群馬県渋川市では、給食費を一定維持するため、安価な食材に変更するなど、栄養バランスに影響のない範囲で食材を変更して購入額を抑えるなど、厳しい対応が迫られている。

令和3年度と4年度での給食用食材の状況を調査した結果、パンが約78万円、うどん麺・中華麺は約6万円、牛乳は約146万円、サラダ油は約74万円の増額となっていることがわかった。野菜は使用頻度の高いものを比較すると、3分の2程度が値上がりしている。原油価格の高騰のほか、日照不足などの天候不順も影響するため、野菜の価格変動は予想が難しいという。

市は、限られた予算の中で必要な栄養を維持できるよう、生で仕入れていたマッシュルームやコーンなどを冷凍や缶詰などに変更したり、鶏モモ肉の代わりに鶏むね肉、ひき肉の代わりに大豆を使用するなどして購入額を抑えているほか、油の使用量を抑えるため、揚げ物の提供頻度を減らすなどの対応を実施している。

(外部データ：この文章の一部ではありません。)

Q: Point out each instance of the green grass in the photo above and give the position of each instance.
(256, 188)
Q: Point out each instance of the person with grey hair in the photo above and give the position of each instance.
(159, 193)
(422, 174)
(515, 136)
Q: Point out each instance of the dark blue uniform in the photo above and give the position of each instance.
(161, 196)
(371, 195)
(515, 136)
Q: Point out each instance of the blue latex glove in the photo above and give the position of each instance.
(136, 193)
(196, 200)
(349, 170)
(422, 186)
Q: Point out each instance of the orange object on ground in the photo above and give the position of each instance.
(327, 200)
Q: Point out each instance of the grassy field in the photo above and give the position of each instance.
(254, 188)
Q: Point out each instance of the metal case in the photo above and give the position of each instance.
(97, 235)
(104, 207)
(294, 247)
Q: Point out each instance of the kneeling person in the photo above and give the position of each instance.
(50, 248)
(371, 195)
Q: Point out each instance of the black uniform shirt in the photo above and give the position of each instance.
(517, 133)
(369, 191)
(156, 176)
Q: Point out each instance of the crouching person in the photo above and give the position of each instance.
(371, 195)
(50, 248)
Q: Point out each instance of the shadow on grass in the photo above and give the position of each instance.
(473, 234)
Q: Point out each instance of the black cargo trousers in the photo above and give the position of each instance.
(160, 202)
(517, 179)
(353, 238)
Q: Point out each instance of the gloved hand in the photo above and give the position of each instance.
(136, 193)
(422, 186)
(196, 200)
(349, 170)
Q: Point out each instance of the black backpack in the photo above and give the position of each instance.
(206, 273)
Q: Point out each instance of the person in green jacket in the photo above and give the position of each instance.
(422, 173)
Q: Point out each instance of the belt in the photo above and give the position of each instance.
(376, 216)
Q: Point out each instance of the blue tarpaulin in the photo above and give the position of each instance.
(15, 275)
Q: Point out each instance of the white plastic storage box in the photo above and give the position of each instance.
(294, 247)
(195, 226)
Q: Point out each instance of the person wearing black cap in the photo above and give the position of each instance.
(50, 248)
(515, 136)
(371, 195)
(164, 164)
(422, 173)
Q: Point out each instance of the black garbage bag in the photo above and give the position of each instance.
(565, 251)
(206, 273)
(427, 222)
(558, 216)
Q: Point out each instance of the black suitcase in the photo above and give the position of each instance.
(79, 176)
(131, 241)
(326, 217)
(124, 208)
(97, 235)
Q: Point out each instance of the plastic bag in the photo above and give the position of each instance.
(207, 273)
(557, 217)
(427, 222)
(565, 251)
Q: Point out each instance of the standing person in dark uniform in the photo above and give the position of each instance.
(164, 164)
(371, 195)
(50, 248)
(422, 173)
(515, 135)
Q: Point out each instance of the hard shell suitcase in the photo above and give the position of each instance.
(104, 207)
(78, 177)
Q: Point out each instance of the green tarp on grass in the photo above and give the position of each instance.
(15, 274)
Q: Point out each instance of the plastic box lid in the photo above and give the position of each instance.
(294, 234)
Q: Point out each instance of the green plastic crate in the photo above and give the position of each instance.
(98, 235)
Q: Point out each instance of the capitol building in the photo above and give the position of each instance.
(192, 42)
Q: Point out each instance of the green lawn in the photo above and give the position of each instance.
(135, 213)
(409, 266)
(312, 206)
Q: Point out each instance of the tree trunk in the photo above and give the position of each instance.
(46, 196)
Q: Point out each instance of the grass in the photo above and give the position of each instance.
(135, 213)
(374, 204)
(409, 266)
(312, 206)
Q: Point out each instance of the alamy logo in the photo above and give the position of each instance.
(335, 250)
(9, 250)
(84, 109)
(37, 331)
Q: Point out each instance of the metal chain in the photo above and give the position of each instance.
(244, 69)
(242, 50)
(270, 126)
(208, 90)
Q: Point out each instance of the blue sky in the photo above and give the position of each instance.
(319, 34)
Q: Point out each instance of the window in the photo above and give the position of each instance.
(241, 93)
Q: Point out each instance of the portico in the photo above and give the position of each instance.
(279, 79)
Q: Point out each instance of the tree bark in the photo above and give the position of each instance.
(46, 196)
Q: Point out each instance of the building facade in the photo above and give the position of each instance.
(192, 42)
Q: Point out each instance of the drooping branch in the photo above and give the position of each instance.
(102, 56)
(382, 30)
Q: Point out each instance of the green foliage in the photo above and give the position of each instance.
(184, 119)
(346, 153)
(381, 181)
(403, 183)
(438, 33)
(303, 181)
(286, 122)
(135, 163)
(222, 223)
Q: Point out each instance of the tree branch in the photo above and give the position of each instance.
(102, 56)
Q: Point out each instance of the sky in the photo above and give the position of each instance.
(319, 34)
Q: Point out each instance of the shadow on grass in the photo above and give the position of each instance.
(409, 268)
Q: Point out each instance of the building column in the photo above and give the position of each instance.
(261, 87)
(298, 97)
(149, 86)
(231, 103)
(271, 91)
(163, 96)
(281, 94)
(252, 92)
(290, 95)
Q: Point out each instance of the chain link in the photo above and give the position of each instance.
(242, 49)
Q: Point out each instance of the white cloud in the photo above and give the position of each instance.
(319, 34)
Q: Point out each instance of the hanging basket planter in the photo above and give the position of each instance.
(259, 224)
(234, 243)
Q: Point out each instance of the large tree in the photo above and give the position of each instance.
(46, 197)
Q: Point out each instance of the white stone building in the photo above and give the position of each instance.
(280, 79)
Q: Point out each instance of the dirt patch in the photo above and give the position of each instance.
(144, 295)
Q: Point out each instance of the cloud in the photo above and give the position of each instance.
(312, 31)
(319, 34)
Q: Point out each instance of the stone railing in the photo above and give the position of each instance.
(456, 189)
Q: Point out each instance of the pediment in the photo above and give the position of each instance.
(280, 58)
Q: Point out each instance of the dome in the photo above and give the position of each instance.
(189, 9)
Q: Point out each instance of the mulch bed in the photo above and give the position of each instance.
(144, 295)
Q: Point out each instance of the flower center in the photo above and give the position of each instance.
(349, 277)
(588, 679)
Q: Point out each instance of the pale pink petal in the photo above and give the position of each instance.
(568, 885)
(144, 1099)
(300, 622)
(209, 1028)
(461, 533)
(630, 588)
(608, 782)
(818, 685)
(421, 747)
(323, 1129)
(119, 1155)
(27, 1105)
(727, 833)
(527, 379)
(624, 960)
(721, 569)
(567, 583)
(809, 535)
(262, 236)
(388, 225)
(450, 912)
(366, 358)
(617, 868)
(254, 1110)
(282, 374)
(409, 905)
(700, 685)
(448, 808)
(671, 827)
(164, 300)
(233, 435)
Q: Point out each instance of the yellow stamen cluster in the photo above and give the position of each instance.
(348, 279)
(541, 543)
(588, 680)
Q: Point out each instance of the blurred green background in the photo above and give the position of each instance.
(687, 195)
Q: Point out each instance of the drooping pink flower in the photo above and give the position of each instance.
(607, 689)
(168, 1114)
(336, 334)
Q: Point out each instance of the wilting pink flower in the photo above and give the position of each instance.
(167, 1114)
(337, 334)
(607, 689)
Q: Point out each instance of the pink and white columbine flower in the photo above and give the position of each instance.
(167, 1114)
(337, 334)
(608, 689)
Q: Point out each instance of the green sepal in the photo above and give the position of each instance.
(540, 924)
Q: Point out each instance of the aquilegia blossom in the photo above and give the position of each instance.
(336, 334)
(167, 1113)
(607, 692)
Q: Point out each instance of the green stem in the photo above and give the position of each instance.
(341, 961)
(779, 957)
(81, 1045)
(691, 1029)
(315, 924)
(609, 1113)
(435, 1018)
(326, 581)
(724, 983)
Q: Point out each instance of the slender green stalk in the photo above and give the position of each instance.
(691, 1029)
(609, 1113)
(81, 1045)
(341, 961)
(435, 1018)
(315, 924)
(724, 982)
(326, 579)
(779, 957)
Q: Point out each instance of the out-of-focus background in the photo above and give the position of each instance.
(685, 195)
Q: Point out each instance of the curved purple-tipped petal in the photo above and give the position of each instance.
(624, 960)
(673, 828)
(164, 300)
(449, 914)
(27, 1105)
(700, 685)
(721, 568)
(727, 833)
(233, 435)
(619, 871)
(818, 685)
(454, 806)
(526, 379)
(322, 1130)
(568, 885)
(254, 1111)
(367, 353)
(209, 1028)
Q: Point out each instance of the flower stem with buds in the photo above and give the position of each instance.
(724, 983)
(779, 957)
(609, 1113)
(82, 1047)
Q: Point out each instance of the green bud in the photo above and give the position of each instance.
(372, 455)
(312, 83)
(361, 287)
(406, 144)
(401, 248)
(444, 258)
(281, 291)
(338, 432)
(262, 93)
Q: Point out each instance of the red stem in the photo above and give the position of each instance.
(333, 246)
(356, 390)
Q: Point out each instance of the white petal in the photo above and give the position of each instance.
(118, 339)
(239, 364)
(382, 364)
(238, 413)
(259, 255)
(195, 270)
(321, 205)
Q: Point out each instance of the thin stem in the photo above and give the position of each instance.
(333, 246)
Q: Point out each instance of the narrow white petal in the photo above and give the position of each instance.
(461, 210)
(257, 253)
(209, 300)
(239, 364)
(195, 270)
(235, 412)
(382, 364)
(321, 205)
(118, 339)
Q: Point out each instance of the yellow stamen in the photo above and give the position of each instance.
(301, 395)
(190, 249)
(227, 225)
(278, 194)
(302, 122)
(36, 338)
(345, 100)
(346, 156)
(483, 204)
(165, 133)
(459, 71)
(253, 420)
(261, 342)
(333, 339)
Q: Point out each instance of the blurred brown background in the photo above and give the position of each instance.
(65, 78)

市では、子育て世代の経済的な負担を軽減し、子育て支援の充実を図るため、平成29年度から市立学校の児童及び生徒の学校給食費の全額を負担している。年間の給食提供日を約200日と想定した場合、小学生1人当たりの給食費は年額5万1400円(1食当たり257円)、中学生は5万9千円(同295円)となる。

市は、子供たちに不自由ないよう、しっかりと給食を提供していきたいとし、今後の状況を見極めながら、必要であれば予算の補正などによる対応を検討したいとしている。